Establishment of immune landscape is essential for unveiling intricate relationships among clinical outcome and immune characteristics (Turinetto et al., 2022). It is well documented that recruitment of immunosuppressive cells protects cancer cells from surveillance by effector cells, which nullifies the immunotherapy and consequently promote cancer progression (Kitamura et al., 2015). It has been reported that M1-like macrophages is capable of killing tumor cells by initiating pro-inflammatory pathways within the TME (Mills et al., 2000). Likewise, it has been well established that cytotoxic CD8+ T cells are the most powerful effector cells in the adaptive immune system (Dustin, 2014). Cytotoxic CD8+ T cells are major killers of pathogens and neoplastic cells in TME (Farhood et al., 2019). Briefly, CD8+ T cells identify the MHC-1 molecules on the surface of antigen-presenting cells and neoplastic cells, and subsequently initiate the anticancer immune cascade (van der Leun et al., 2020). According to our data, the infiltration level of M1-like macrophage and anti-tumor CD8+ T cells is positively related to the improved clinical outcome for CC patients. In line with the common view that neutrophils can facilitate tumor proliferation by impairing the host immune system, the neutrophils infiltration is identified as immunosuppressive cells for being negatively correlated with OS of CC patients in our model (Shaul and Fridlender, 2019). Taken together, orchestration of immune characteristics may provide valuable evidence for the immunotherapy and help develop novel therapeutic targets against immunosuppressive environment.

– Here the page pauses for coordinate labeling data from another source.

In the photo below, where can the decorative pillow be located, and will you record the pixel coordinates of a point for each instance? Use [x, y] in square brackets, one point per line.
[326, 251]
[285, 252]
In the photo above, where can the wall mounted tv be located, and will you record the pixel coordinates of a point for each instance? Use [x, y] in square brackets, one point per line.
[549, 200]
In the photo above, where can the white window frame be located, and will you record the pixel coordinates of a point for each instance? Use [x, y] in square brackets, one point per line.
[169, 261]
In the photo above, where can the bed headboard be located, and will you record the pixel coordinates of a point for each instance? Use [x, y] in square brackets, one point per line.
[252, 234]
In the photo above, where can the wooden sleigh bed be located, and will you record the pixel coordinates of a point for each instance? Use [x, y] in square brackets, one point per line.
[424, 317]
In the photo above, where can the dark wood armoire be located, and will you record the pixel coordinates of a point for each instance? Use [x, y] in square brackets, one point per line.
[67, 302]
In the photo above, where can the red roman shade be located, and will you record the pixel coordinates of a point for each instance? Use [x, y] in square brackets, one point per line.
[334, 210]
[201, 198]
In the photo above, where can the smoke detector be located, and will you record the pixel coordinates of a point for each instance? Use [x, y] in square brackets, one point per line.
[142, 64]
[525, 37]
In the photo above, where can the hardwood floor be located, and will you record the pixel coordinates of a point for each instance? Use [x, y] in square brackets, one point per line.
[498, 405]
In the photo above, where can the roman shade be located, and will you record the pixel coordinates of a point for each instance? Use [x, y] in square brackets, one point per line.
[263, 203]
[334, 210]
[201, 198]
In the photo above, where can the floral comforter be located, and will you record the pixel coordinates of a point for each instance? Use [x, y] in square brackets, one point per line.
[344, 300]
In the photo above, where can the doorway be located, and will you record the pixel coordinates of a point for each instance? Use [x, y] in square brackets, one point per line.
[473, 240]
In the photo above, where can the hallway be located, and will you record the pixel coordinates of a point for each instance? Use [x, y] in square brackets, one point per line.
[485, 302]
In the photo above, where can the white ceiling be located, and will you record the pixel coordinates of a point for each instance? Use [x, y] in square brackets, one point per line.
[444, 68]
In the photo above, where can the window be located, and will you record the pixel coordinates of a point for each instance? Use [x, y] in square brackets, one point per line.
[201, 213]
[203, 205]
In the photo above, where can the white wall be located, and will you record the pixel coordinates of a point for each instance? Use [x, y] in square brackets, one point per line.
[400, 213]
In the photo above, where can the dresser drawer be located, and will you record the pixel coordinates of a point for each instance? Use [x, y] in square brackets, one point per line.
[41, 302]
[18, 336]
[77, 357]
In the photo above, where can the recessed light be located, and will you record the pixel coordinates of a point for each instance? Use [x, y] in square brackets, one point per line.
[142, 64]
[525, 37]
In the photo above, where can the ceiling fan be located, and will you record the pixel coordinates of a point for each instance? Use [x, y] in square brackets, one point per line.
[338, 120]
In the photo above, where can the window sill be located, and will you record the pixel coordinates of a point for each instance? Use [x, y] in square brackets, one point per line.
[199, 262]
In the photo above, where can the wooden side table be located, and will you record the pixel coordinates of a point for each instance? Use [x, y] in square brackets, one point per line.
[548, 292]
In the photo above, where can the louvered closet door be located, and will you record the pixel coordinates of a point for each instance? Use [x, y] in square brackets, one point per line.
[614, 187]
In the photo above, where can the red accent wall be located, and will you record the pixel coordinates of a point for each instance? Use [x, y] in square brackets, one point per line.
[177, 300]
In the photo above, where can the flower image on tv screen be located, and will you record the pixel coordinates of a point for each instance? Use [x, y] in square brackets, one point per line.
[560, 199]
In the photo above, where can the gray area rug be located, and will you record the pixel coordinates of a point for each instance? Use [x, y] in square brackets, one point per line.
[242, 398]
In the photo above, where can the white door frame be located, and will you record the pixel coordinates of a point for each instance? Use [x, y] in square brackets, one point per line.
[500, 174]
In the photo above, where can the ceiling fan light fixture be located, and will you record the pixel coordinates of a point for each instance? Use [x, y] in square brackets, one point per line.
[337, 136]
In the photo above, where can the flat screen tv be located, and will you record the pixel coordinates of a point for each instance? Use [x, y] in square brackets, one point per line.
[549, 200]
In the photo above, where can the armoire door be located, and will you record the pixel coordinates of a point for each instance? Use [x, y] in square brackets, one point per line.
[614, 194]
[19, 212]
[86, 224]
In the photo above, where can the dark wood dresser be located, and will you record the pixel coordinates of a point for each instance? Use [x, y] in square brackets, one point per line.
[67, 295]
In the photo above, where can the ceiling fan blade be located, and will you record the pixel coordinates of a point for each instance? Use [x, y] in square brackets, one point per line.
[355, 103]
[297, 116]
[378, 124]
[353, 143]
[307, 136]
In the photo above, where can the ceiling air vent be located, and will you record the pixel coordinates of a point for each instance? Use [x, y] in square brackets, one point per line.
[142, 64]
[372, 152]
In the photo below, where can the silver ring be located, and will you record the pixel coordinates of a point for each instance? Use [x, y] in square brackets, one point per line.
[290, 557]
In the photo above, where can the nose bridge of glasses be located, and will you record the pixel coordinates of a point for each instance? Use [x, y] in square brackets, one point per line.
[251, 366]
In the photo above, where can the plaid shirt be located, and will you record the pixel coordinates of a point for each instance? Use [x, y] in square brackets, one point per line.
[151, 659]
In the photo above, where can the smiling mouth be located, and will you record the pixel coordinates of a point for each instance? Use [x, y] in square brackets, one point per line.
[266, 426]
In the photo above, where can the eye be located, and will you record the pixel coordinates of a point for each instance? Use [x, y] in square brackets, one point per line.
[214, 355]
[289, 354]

However, there are still numerous shortcomings in our study. First, all data analyzed in this project were collected from public databases. The real world cohort need to be warranted to confirm the predictive ability of our model. In addition, experimental studies need to be conducted to explore the expression patterns and functional roles of the shared genes in CC in future work.

Conclusion

The present project determined the shared genes to explore the pathogenesis of CC and PE and developed a shared genes-based signature which can be used as an indicator for clinical outcomes evaluation in CC.